The pharmacological profile of amlodipine in relation to ischaemic heart disease

Abstract

Amlodipine is a novel dihydropyridine calcium antagonist with distinctive pharmacokinetic and pharmacodynamic properties, including slow onset and long duration of action, with minimal effects on cardiac electrophysiology and myocardial contractility. These unique pharmacokinetic and pharmacodynamic properties are believed to be related to the unusual physiochemical profile of amlodipine. Thus, despite being more polar than other dihydropyridines, due to the presence of a charged amino function, amlodipine shows exceptionally high affinity for biological membranes, possibly due to an electrostatic interaction with membrane phospholipid. This results in a large volume of distribution and hence a long elimination half-life. Results obtained from studies involving ischaemic/reperfused rat, cat and dog hearts showed that amlodipine had a protective effect on the ischaemic myocardium. Treatment with amlodipine was found to reduce myocardial oxygen demand, improve recovery of peak developed tension, have a favourable effect on Ca2+ fluxes, improve retention of tissue adenosine triphosphate and creatine phosphate, and reduce acidosis in the ischaemic/reperfused myocardium.
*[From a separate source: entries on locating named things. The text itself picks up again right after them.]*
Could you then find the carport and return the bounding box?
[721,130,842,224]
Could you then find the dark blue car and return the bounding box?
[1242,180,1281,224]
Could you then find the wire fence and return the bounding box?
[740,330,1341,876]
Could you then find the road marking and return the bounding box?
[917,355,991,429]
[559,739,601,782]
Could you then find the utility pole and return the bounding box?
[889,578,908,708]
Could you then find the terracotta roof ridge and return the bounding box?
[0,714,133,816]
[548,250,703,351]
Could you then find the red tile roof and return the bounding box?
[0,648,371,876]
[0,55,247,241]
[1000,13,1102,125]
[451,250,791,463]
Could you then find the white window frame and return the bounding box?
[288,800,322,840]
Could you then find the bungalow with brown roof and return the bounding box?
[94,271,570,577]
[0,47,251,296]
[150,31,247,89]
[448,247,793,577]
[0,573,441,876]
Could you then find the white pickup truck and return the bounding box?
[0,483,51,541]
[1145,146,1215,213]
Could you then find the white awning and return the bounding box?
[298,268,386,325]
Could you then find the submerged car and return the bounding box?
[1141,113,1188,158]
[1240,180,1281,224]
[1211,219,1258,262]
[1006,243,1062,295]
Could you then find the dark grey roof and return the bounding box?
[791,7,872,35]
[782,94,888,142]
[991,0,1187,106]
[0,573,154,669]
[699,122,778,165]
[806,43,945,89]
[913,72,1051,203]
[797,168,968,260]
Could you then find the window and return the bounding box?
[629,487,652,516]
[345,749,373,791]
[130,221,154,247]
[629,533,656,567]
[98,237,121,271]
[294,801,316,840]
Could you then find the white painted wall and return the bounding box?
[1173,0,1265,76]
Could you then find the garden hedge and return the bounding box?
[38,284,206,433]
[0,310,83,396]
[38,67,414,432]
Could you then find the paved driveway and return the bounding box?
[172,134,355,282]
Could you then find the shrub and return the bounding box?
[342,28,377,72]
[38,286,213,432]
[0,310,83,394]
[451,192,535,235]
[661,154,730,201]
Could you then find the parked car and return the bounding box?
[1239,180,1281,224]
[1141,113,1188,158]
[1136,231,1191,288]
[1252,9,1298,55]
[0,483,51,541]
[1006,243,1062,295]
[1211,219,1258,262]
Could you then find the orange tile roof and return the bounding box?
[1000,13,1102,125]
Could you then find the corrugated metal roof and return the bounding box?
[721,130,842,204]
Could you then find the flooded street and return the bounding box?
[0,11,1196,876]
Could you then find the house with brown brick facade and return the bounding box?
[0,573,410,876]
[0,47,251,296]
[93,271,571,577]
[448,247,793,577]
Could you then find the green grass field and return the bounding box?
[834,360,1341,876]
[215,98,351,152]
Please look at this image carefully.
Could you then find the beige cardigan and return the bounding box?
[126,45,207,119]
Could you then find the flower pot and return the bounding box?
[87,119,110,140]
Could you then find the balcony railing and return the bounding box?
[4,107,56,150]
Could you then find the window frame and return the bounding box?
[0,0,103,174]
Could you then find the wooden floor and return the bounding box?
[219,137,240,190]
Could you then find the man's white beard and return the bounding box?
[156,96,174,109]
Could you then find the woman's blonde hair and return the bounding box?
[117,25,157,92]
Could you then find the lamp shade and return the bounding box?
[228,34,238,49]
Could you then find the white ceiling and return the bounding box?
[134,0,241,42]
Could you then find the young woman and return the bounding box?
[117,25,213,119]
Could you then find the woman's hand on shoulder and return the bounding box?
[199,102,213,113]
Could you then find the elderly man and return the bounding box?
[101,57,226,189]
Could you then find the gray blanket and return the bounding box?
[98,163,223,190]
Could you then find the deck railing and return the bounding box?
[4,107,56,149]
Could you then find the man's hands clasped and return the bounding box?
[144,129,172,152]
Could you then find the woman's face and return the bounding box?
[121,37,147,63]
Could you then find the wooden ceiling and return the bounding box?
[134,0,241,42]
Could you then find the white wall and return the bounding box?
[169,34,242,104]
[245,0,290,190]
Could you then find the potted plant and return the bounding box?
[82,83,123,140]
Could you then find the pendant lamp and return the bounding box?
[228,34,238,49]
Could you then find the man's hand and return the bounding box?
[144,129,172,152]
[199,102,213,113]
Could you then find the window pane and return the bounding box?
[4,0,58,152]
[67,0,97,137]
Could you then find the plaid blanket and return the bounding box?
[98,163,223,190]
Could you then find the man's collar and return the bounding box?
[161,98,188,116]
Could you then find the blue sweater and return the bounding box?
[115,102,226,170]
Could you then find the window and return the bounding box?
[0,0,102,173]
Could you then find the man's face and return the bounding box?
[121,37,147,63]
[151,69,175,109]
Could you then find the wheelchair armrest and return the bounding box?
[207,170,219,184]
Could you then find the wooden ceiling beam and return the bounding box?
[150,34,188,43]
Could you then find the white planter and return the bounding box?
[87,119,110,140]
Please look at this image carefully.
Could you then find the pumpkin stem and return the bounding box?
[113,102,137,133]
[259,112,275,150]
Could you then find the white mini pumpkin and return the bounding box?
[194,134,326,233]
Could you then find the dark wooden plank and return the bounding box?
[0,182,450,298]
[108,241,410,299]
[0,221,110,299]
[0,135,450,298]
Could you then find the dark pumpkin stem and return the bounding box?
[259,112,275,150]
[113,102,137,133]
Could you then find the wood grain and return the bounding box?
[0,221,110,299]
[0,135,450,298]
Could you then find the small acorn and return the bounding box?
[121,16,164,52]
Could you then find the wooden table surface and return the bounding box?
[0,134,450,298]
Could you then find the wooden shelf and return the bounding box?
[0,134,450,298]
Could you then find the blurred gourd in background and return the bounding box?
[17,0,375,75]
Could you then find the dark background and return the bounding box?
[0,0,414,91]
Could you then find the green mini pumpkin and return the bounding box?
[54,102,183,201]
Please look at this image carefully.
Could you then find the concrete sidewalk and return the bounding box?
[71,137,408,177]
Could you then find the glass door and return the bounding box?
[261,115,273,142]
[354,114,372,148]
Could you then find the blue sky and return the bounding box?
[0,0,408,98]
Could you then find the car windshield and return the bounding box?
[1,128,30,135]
Amlodipine therefore accelerated the recovery of both mechanical myocardial function and blood flow, producing a favourable effect on contractile and metabolic recovery, suggesting that amlodipine may have potential as a therapeutic agent in the treatment of ischaemic heart disease. The long duration of action associated with amlodipine may be of benefit in ischaemic heart disease, as an increase in myocardial ischaemia has been observed in the early hours when plasma levels are normally at their lowest.